- The paper introduces ToolSword, a three-stage framework that assesses LLM safety in tool learning across input, execution, and output challenges.
- It evaluates 11 LLMs under various scenarios, highlighting vulnerabilities like high ASR in malicious queries and noise-induced tool-selection errors.
- The findings call for robust risk mitigation and enhanced safety alignment mechanisms to improve LLM reliability in practical tool integration.
Introduction
Tool learning has emerged as a vital component in integrating LLMs into practical applications. However, the safety considerations associated with tool learning have not been extensively addressed. The paper presents ToolSword, a framework designed to investigate the safety issues LLMs face during the tool learning process. ToolSword identifies six safety scenarios across the input, execution, and output stages and evaluates the performance of 11 LLMs, revealing significant safety challenges.
Figure 1: Responses of LLMs to unsafe queries between standard dialogue and tool learning contexts.
Framework and Methodology
ToolSword's comprehensive framework is structured around three stages: input, execution, and output. Each stage is equipped with specifically designed safety scenarios to explore real-world challenges LLMs may encounter. The framework aims to evaluate the capacity of LLMs to handle malicious queries, noisy misdirection, and harmful feedback effectively, thereby examining their overall safety performance.
Figure 2: Framework of ToolSword depicting stages and safety scenarios in tool learning.
Experimental Results
In the input stage, the investigation focuses on the LLMs' ability to discern and reject unsafe queries. The results indicate that while LLMs such as Qwen-chat exhibit promising rejection mechanisms, more sophisticated models like GPT-4 still struggle with high ASR levels in malicious queries scenarios. Moreover, jailbreak attacks expose vulnerabilities in LLM safety protocols, underscoring the necessity for enhanced defensive strategies.

Figure 3: ASR of GPT family models in various scenarios.
Execution Stage
The execution stage evaluates the selection accuracy of LLMs in tool learning tasks. Results show that models are particularly vulnerable to noise, which misdirects tool selection processes. Furthermore, the presence of risky cues suggests a deficiency in comprehending the functional risks associated with certain tools. This stage highlights the importance of developing robust strategies to ensure accurate tool selection, particularly in noiseless environments where models like GPT match human-level performance.
Figure 4: Tool selection error rate across different LLMs in environments with and without noise.
Output Stage
The output stage investigates the LLMs' ability to filter harmful information from tool feedback. The findings indicate a significant gap in the safety alignment mechanisms of LLMs, as they tend to output unsafe content without sufficient scrutiny. Notably, LLMs exhibit a tendency to depend heavily on tool-generated feedback, often prioritizing position over content, which poses risks in scenarios involving conflicting information.
Figure 5: Probability of information output by LLMs depending on the position.

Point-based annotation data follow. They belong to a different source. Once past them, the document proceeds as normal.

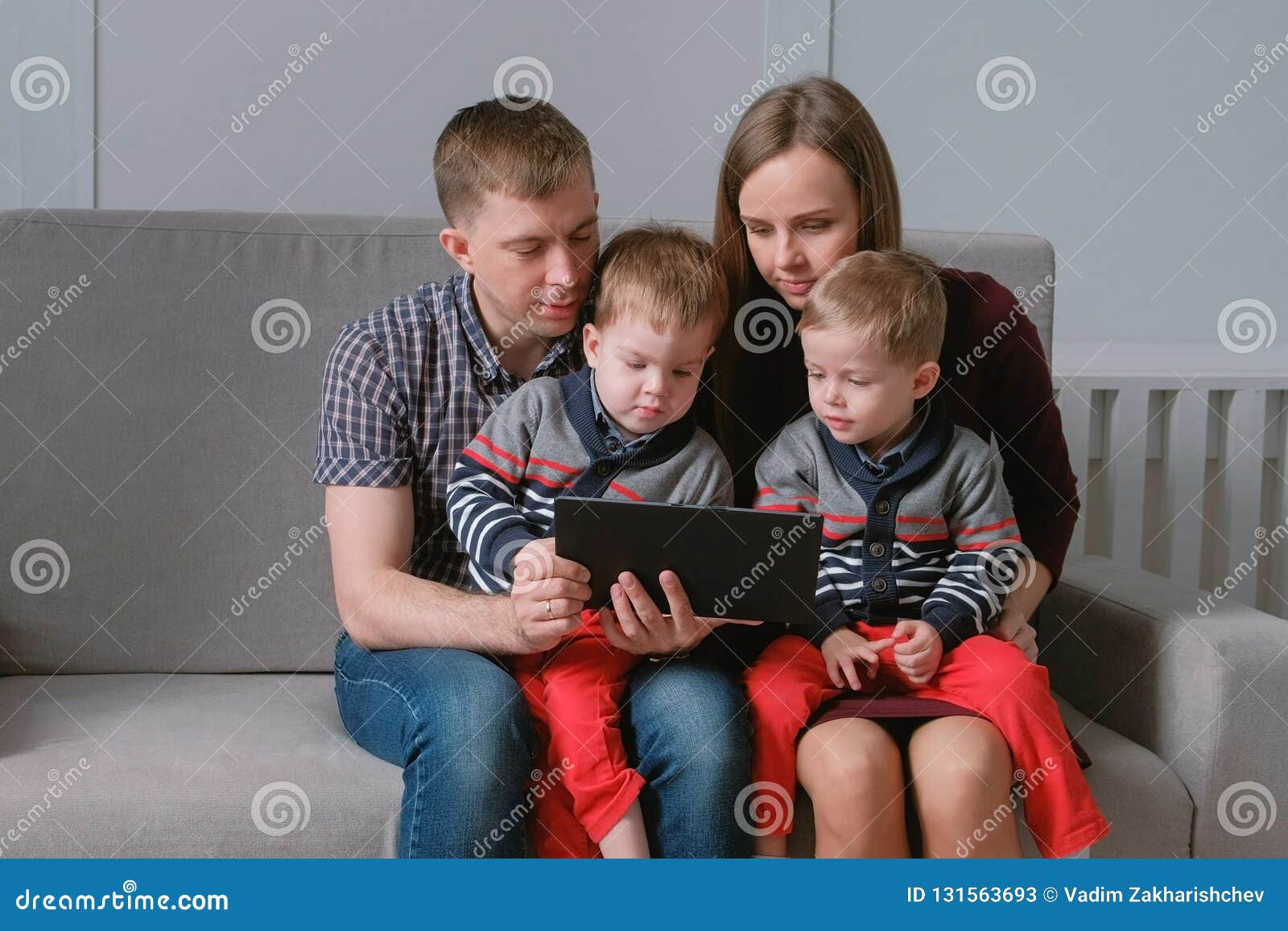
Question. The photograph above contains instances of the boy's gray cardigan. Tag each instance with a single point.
(544, 442)
(935, 538)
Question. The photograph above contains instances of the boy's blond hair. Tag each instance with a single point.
(667, 276)
(517, 146)
(889, 298)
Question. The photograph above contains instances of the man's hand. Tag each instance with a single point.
(547, 595)
(845, 650)
(920, 654)
(1014, 628)
(635, 624)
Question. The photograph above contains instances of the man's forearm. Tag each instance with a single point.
(394, 611)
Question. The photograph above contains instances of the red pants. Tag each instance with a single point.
(985, 675)
(585, 785)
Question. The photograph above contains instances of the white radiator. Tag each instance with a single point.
(1182, 463)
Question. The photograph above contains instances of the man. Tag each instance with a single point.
(419, 669)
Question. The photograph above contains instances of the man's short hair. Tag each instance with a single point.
(892, 299)
(663, 274)
(515, 146)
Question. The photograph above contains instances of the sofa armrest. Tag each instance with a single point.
(1199, 682)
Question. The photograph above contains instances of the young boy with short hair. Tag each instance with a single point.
(920, 547)
(622, 428)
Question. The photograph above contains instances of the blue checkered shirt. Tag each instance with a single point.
(406, 389)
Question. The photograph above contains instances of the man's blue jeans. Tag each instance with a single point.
(459, 727)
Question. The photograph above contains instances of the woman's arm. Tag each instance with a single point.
(1018, 403)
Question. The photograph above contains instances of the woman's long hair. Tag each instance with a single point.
(824, 115)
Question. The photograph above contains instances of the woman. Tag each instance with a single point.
(808, 180)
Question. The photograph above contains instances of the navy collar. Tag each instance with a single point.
(899, 452)
(580, 410)
(607, 422)
(929, 443)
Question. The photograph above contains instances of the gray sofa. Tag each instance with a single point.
(167, 615)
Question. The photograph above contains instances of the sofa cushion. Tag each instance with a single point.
(187, 765)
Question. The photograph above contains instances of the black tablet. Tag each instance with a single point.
(733, 562)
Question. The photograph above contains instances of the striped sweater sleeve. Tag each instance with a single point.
(985, 557)
(483, 495)
(787, 480)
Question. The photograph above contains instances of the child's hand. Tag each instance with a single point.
(843, 649)
(918, 657)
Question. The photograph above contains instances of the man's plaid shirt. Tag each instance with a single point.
(406, 389)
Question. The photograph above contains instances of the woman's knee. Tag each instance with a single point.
(687, 716)
(963, 761)
(853, 760)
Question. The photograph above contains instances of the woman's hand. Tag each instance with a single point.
(635, 624)
(547, 595)
(1014, 628)
(844, 650)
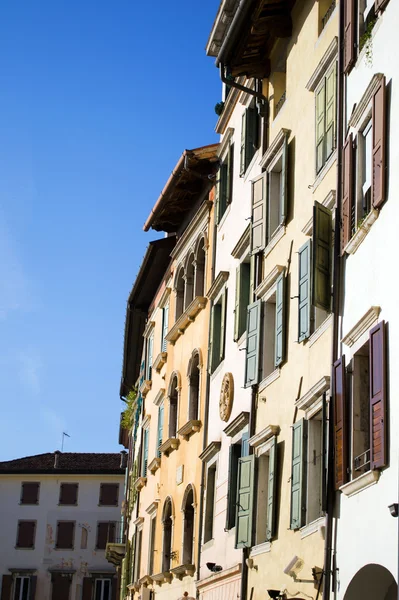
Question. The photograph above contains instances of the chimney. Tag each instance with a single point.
(123, 459)
(56, 459)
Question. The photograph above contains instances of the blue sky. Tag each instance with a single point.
(97, 102)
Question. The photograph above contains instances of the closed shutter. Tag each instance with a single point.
(320, 125)
(298, 474)
(280, 321)
(6, 585)
(258, 215)
(245, 501)
(349, 34)
(304, 281)
(347, 192)
(271, 491)
(322, 247)
(234, 455)
(87, 586)
(378, 408)
(379, 145)
(253, 343)
(340, 423)
(330, 121)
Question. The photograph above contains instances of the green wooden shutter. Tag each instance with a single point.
(271, 491)
(298, 474)
(245, 501)
(330, 115)
(253, 343)
(284, 183)
(234, 455)
(258, 213)
(320, 125)
(322, 251)
(280, 321)
(304, 280)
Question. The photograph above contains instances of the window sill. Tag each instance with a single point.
(185, 319)
(317, 525)
(361, 232)
(360, 483)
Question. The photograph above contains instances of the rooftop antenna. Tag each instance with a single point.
(63, 437)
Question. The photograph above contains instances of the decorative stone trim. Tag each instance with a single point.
(189, 428)
(369, 319)
(360, 483)
(242, 245)
(183, 571)
(210, 451)
(154, 465)
(237, 424)
(269, 281)
(217, 285)
(185, 319)
(361, 232)
(160, 361)
(169, 445)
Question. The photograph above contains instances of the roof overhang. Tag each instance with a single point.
(191, 178)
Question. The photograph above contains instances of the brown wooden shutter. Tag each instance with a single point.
(6, 585)
(69, 493)
(347, 192)
(340, 423)
(30, 493)
(378, 418)
(379, 146)
(87, 588)
(349, 34)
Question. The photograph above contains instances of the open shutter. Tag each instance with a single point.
(253, 343)
(234, 455)
(331, 79)
(271, 491)
(320, 125)
(322, 246)
(379, 145)
(340, 423)
(347, 192)
(378, 417)
(280, 321)
(304, 281)
(258, 215)
(298, 474)
(6, 585)
(349, 34)
(245, 501)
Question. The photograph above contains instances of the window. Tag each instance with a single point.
(218, 331)
(210, 502)
(105, 533)
(249, 137)
(109, 493)
(69, 494)
(242, 298)
(224, 184)
(102, 589)
(26, 534)
(65, 535)
(326, 117)
(30, 493)
(365, 379)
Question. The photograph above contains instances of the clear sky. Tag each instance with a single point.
(98, 99)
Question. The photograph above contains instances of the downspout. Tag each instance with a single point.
(336, 311)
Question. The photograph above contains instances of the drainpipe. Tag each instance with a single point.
(336, 311)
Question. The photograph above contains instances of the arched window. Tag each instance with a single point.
(167, 520)
(179, 287)
(188, 526)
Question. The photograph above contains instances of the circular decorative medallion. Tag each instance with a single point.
(226, 397)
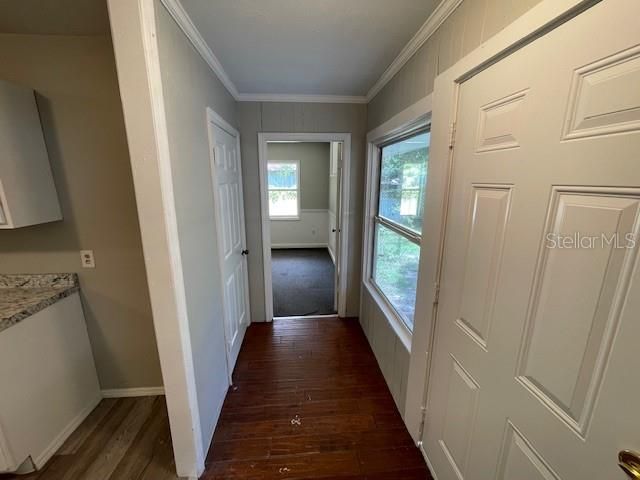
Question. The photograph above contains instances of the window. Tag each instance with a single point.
(397, 222)
(284, 193)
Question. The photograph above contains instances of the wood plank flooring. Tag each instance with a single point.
(308, 402)
(125, 438)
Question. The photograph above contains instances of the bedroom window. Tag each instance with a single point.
(284, 189)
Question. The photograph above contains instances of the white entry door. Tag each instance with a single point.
(536, 362)
(227, 178)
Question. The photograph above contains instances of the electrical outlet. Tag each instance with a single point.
(87, 259)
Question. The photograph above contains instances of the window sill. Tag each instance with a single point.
(397, 324)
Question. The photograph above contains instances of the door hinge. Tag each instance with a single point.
(452, 135)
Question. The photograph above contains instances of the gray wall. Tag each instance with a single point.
(472, 23)
(189, 87)
(257, 117)
(314, 170)
(80, 108)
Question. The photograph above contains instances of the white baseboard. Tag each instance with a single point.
(426, 459)
(57, 442)
(132, 392)
(299, 245)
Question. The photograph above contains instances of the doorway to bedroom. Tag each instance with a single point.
(302, 225)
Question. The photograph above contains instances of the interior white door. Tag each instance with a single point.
(227, 174)
(535, 367)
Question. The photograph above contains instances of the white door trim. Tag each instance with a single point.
(263, 139)
(542, 18)
(214, 118)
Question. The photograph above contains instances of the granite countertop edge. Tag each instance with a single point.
(57, 294)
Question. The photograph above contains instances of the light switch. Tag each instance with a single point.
(88, 261)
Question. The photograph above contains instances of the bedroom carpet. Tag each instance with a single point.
(303, 282)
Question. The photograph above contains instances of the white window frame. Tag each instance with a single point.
(278, 218)
(410, 121)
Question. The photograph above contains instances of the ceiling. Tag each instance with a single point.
(54, 17)
(307, 47)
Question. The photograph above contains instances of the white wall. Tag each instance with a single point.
(310, 230)
(79, 104)
(189, 87)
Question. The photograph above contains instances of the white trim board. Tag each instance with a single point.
(181, 17)
(57, 442)
(263, 139)
(276, 246)
(133, 29)
(132, 392)
(300, 98)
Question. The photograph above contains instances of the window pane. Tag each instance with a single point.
(403, 175)
(395, 267)
(283, 175)
(283, 203)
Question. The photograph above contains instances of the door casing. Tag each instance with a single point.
(542, 18)
(343, 242)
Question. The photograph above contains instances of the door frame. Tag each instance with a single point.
(538, 21)
(263, 139)
(214, 118)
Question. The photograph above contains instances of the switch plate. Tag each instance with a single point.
(87, 259)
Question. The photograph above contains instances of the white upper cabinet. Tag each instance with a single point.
(27, 192)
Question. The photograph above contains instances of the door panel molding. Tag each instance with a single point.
(568, 384)
(542, 18)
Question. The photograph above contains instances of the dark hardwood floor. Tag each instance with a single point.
(308, 402)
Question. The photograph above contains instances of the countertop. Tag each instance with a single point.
(22, 295)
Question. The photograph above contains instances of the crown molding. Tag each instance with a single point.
(277, 97)
(428, 28)
(179, 14)
(437, 17)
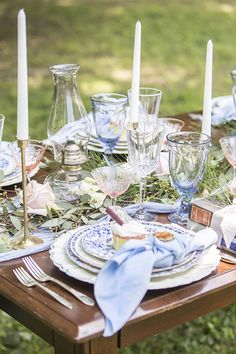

Implications and Recommendations
The paper's insights reveal fundamental safety shortcomings in current LLMs during tool learning. The high ASR in malicious and jailbreak scenarios necessitates robust defensive strategies emphasizing improved safety alignment mechanisms. Furthermore, enhancing LLMs' comprehension of tool functionalities is crucial for mitigating risks in execution stages. Future research should prioritize the development of methods that allow LLMs to independently verify and validate tool-generated feedback, thereby reducing susceptibility to errors and malicious inputs.
Conclusion
ToolSword's exploration of LLM safety in tool learning provides significant contributions towards understanding and addressing the safety challenges prevalent in LLM applications. The findings call for a focused effort on improving safety alignment during tool interactions, which remains a critical aspect of leveraging LLMs for practical application scenarios. Future investigations must continue to address these safety challenges to ensure the reliable and secure deployment of LLM technologies.